下位貴族だけれど成績は良く人望もある。一方で思うようにならないとこんなふうにむくれる子どもっぽいやつ。
「マケイラ、仕方ないわ。そちらの対応は私が引き受けましょう。コルトン、あなたは少しは申し訳ないフリでもしたらどうなの?」
「どうせ下位貴族のオレなんか皇族のかたがたに意見なんてできませんよ!」
「それでも私の命令を破ったには違いないでしょう。着任早々クビにするわよ」
「チッ。すみませんでした!」
「ふん。会場の確認でもしてちょうだい。あとバックの確認も。マケイラ、準備に問題は?」
舌打ちされたことには腹が立つけど今はそんなことで時間を取られている余裕はない。
シッシとコルトンを追い払いマケイラを呼んだ。
「あ…はい。今のところ進捗に問題はありません。副会長の予想通り花の業者が遅れておりましたが副会長の秘書のかたから連絡をしていただいたので既に設置済みです。厨房も順調との報告を受けています。問題があるとすれば…」
「会場の話題をかっさらったあの方々ね…」
歓迎会の会場は学園教会の礼拝堂上階に併設されたイベントホールを使っている。
構造上、どうやってこんな広いホールを作ったのか…耐久性とか心配だけど建築に明るくない私はわからない。ここは魔法の国だ。何か仕掛けがあるのだろう。
中等部生全員が入って尚、余裕があってかつ一般的なイベント会場と遜色ない設備がもてるほど広い建物なんて学園内にいくつも作れないから同じ場所をつかおうというのはある意味で合理的だった。
まだ歓迎会が始まるまでに時間はあるけれど気の早い学生たちは学生同士の社交に花を咲かせるため、あるいは発足間もない生徒会の粗を探すため時間にかなり余裕をもって到着していた。
それを予想したうえで会場の準備をさせていたのでどれだけ早く会場に来たところで問題ないのだけどね。
全て予想通りに進んでいたし私がセイガ様とトラブルを起こす以外イレギュラーは何もなかったはずなのに…。
「どうしてわざわざ第一皇子殿下と第二皇子殿下が揃ってご出席なさるのかしらねぇ…」
「せ、セイガ様とのつながりを作るためでしょうか…」
一見するとマケイラの思う通りだろう。
セイガ様は第三皇子であるオーギュスト様と同級生となる。
更には今年から入学されたルイ様ともつながりが出来る可能性はたかい。そんな兄弟とセイガ様が友人同士となれば次期皇帝選抜において優位に働くだろう。
セイガ様が朱菫国でどういう立場にいるかはアルテリシアの住人知らないことだし、少しでもセイガ様とつながりを作るために無理やり会場に押しかけたというところだ。

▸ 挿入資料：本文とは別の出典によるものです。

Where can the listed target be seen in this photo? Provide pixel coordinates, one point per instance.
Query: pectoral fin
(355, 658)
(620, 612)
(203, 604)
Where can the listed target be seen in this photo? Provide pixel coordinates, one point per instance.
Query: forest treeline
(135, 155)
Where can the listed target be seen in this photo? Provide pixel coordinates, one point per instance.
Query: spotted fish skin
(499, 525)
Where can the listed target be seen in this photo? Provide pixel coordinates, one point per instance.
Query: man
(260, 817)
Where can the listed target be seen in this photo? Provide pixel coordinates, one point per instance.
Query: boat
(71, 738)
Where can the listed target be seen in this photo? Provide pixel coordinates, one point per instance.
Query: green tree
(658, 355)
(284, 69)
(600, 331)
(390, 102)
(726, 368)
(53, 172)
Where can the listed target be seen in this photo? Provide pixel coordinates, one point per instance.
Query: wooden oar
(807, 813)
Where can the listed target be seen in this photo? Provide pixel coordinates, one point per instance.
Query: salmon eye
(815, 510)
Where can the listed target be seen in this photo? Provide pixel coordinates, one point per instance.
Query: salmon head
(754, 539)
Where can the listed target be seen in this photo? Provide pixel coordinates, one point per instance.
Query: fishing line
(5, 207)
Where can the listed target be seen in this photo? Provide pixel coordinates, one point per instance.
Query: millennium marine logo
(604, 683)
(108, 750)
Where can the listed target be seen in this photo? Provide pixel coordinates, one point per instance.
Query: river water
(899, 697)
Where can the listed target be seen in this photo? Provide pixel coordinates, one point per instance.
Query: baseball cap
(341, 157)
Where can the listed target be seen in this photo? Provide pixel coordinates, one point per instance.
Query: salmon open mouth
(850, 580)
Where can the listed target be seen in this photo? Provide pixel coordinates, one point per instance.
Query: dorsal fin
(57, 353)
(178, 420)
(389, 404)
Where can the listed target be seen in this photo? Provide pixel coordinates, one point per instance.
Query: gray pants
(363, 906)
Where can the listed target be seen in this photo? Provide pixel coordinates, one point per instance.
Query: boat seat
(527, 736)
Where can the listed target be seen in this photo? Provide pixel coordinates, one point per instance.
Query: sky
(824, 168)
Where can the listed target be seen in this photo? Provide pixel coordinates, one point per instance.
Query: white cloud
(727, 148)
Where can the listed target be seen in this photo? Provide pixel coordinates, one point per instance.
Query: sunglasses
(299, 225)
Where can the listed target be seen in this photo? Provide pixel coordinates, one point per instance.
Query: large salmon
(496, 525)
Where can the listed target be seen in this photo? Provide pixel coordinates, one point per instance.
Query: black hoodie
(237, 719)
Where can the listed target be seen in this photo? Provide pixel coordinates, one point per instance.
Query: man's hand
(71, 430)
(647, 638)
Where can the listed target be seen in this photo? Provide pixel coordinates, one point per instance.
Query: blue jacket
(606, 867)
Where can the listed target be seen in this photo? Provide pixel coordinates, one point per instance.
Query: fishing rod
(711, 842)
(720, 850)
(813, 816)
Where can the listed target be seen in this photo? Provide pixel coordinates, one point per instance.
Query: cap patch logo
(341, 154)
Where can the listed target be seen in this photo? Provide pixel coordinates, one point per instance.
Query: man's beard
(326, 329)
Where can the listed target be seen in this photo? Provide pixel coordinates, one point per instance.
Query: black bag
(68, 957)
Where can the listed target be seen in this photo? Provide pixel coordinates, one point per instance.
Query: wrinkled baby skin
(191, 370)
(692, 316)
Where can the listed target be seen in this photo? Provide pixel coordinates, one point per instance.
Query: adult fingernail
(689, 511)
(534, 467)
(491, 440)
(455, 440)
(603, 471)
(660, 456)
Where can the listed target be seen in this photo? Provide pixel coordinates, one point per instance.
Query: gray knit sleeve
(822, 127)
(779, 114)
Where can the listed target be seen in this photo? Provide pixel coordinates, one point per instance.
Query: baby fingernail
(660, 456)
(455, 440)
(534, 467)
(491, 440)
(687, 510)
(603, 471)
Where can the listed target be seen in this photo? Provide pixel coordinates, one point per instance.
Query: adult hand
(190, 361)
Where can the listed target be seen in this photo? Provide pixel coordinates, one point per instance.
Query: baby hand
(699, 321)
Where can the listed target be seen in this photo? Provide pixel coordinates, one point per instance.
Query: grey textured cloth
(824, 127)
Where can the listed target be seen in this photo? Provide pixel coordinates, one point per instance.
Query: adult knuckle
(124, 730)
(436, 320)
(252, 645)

もし真名の件がなく予定通りオーギュスト様か私が会場に来ていたらこの事態は防げたかもしれない。
少なくとも易々と会場に入られることはなかったはずだ。会場入りする前に多少の牽制はかけられた。
しかし会場を取り仕切っていたのは気弱な中位貴族の女子と素行の悪い下位貴族の男子だ。
そんなふたりに皇子ふたりが押しかければどうなるかは火を見るより明らかだった。
何の障害もなくルールを堂々破って、まだ始まっていない歓迎会の中心にいる皇子ふたりは取り巻きたちに囲まれてにこやかに談笑している。
「マケイラ、あとをお願い。私はデイヴィット殿下とエドモンド殿下にご挨拶してくるわ」
「は、はい!」
戦場に躍り出る兵士の気分で私は会場へ躍り出た。
「おや?これはこれは。メアリー嬢、今日は急に押しかけて申し訳なかったね」
「俺たちが出席してやるんだ。ありがたく思うんだな」
私の姿をみてあちらから声をかけてくれた。
ふてぶてしい偉そうなほうが第二皇子のエドモンド殿下。口よりも先に手が出るタイプと噂で口が悪い、前世の世界でいうなら不良みたいな人だ。あと腹が立つくらい偉そう。いや、偉いんだけどさ。
母親が上位貴族の出身で幼少期から周囲に甘やかされて育ったらしい。
もう片方のキレイ系がデイヴィット殿下である。艶っぽい声と優雅な仕草、女性に優しいフェミニストなことで有名で一時は女性とのうわさが絶えなかった。エレナの情報によると学生時代は同級生の女子全員と関係があったとか…。こちらの母親は古参貴族のかたである。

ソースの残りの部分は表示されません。